If gravity can be circumvented, as it apparently can, then interstellar space travel becomes so much more possible. Although it may not immediately solve the problem of speed, it would eliminate the problem of strain when ‘slingshotting’ a craft to accelerated speeds. But this might not even be necessary. Antigravity technology could be used to propel a spacecraft.

According to a man named Robert Lazar, the US government already has antigravity technology in their possession. Lazar first came forward on national television a number of years ago to tell the world about his short-lived experiences working at the infamous Area 51, a top-secret military site in the middle of the Nevada desert. Lazar disclosed that he had been hired as a physicist to work on one of several captured saucer-shaped craft that the US government had acquired. According to Lazar, the one he worked on was believed to operate on gravitational forces.
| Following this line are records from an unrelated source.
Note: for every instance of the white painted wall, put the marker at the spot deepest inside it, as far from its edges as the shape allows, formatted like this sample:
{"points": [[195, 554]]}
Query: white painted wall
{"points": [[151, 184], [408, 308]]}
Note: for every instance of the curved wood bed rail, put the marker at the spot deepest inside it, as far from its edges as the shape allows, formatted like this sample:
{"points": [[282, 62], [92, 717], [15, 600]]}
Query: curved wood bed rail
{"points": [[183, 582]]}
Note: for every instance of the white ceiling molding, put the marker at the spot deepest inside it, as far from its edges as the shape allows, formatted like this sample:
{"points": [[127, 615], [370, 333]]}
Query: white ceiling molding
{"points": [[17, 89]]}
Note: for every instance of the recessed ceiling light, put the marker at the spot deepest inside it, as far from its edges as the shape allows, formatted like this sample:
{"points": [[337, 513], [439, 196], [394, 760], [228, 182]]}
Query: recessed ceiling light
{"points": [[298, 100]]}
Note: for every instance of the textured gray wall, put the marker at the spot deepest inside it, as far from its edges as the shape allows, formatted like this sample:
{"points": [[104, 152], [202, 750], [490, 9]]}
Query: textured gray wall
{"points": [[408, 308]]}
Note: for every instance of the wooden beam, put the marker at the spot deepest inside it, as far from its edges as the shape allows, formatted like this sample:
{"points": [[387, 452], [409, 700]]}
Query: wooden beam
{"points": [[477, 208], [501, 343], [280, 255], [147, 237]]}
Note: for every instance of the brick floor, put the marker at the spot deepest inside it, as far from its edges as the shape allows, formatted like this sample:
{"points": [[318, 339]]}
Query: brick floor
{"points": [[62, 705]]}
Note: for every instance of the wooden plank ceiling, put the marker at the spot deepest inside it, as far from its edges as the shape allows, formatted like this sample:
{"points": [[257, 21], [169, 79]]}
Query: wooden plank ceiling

It was his job to assist in attempting to back-engineer it. In a very sincere and apparently knowledgeable manner, Lazar explained that the craft was powered by an anti-matter reactor, which in turn powered a series of gravity amplifiers on the bottom of the craft. The propulsion system, if it should even be called that, worked by essentially warping spacetime, focusing the gravity amplifiers at a distant point in space, to which the craft was then instantaneously pulled when the reactor was powered up.

This would make traveling interstellar – even intergalactic – distances just as quick and easy as any lesser distance. What Lazar describes sounds very plausible, and fits very well with what’s seen and described in documented UFO sightings. He has been interviewed a number of times over the years, and always maintains the same story with the same believability about him. Of course, there is a possibility that Lazar is a disinformation agent, but perhaps he’s not. UFO activity at Area 51 is quite common, having been routinely witnessed in that area by many people over the years.

The US military certainly has possession of some sort of craft that have the characteristic movements of UFOs, such as the sudden shifting of position or their sudden appearance and disappearance that Lazar’s descriptions explain the reason for quite well. So, if the US government has developed or otherwise acquired antigravity technology, it’s obviously possible for intelligent life in another star system to have acquired it as well, and there’s no reason, based on Lazar’s explanation, why its application in space travel couldn’t circumvent the time/distance limitations posed by interstellar distances.

So, having considered all of this, it’s not impossible or even impractical for an extraterrestrial race to have come to our planet from another star system, or even another galaxy.